Jensen created a Facebook page dedicated to the case, and posted ads on Twitter that targeted people in the immediate area. Eventually, someone sent him a photo and video that showed the attack from the front, so that the assailant's face could clearly be identified.

"I couldn't believe it," said Jensen.

He took the information to Chicago police — but, he said, they did nothing. "They just said thank you. That's it," he said.

So Jensen kept on the case.

He identified a suspect named Marcus Moore, and began following him on social media.

Jensen eventually discovered that Moore was staying with his brother, who lived in Minneapolis, and was in a relationship with a woman from Minnesota. Everything was lining up.

"I'm begging with the police: 'He's in Minnesota. He's at his brother's house,'" Jensen said.

It took five months, but eventually U.S. marshals arrested Moore in Minnesota, just as Jensen had predicted. 

Finding a fugitive

Jensen realized he had a formula that he could replicate. So he began looking for other cases.

"As soon as it's solved, it's always, 'Let's go to the next one," he said. "There's 220,000 unsolved murders in America since 1980. There's always going to be a next one."

Some cases, he said, are like "finding a needle in a haystack."

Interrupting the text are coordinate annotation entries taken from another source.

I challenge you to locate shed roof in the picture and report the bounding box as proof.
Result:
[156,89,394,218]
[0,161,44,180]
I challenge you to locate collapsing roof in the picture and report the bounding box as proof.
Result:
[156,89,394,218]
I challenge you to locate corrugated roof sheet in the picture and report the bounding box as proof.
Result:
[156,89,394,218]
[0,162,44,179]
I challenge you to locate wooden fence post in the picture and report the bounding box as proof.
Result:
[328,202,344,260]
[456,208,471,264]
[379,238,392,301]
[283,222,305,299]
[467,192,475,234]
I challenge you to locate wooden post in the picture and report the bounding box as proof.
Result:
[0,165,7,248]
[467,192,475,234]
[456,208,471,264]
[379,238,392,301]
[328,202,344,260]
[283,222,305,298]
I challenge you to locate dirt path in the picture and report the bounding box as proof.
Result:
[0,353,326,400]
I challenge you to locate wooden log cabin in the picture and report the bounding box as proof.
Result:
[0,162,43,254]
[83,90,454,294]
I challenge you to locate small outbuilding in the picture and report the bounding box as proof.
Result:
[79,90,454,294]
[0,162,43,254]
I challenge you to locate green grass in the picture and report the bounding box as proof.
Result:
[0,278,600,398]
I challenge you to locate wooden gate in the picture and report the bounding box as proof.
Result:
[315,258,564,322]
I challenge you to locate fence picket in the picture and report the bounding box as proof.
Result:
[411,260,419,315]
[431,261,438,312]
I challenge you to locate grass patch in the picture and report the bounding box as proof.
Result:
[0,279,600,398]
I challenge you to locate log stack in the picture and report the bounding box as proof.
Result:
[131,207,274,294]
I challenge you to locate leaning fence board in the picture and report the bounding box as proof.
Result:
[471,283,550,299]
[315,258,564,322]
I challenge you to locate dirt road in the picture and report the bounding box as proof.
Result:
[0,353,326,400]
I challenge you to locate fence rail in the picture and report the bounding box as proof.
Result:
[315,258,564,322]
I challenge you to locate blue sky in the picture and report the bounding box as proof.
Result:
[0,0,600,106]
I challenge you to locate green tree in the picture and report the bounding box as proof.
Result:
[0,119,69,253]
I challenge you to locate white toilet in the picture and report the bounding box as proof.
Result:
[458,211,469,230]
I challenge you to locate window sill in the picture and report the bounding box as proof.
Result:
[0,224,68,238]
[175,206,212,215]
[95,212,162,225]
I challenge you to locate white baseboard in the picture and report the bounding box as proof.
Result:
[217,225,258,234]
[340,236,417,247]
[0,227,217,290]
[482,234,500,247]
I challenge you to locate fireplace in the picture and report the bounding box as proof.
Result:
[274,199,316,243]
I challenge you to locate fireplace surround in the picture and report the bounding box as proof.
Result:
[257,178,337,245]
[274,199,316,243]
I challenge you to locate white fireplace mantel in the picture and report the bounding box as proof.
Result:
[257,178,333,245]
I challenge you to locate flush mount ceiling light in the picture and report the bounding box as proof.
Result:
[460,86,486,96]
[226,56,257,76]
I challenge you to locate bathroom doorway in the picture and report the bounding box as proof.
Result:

Once, for example, a San Jose police officer asked for Jensen's help finding a fugitive who had committed a murder. 

All police knew about the man's whereabouts was that he was in Mexico — far too large a place to effectively geo-target with ads.

Sunil Tripathi, 22, who had been missing since mid-March, was misidentified by online sleuths as one of the Boston bombers. (Brown University/Associated Press, File)

But then the officer showed him a photo of the man. He was very pale, had red hair, and didn't speak English. 

"This guy is gonna stick out like a sore thumb," Jensen recalled.

So he placed Spanish-language ads on social media asking for information about the man. He honed in on two beach towns, focusing on areas near American bars like Hooters. 

Within hours, messages started pouring in from people who told him they had seen the suspect. Those ads helped police to track the man, Jensen said, and, six months later, they finally caught him.

Ethical questions about crowdsourcing for murders

Crowdsourcing to solve crimes, particularly using digital imagery, present some very serious ethical questions. 

People have been misidentified through images as perpetrators of crimes they did not commit, such as in the high-profile case of Sunil Tripathi, a university student misidentified by amateur online sleuths as one of the 2013 Boston Marathon bombers. Tripathi had gone missing one month before the bombing. 

Jensen said anyone attempting the kind of citizen detective work he advocates must follow a simple rule: "You don't name names in public," he said.

"If you find something, you go to the authorities."

Jensen said many amateur sleuths want to publicly name people they think are suspects because "they want to look smart, or they want to get credit."

Instead, he said, "they're ruining people's lives."

"If you can stay away from that, you can stay away from those miscarriages of justice."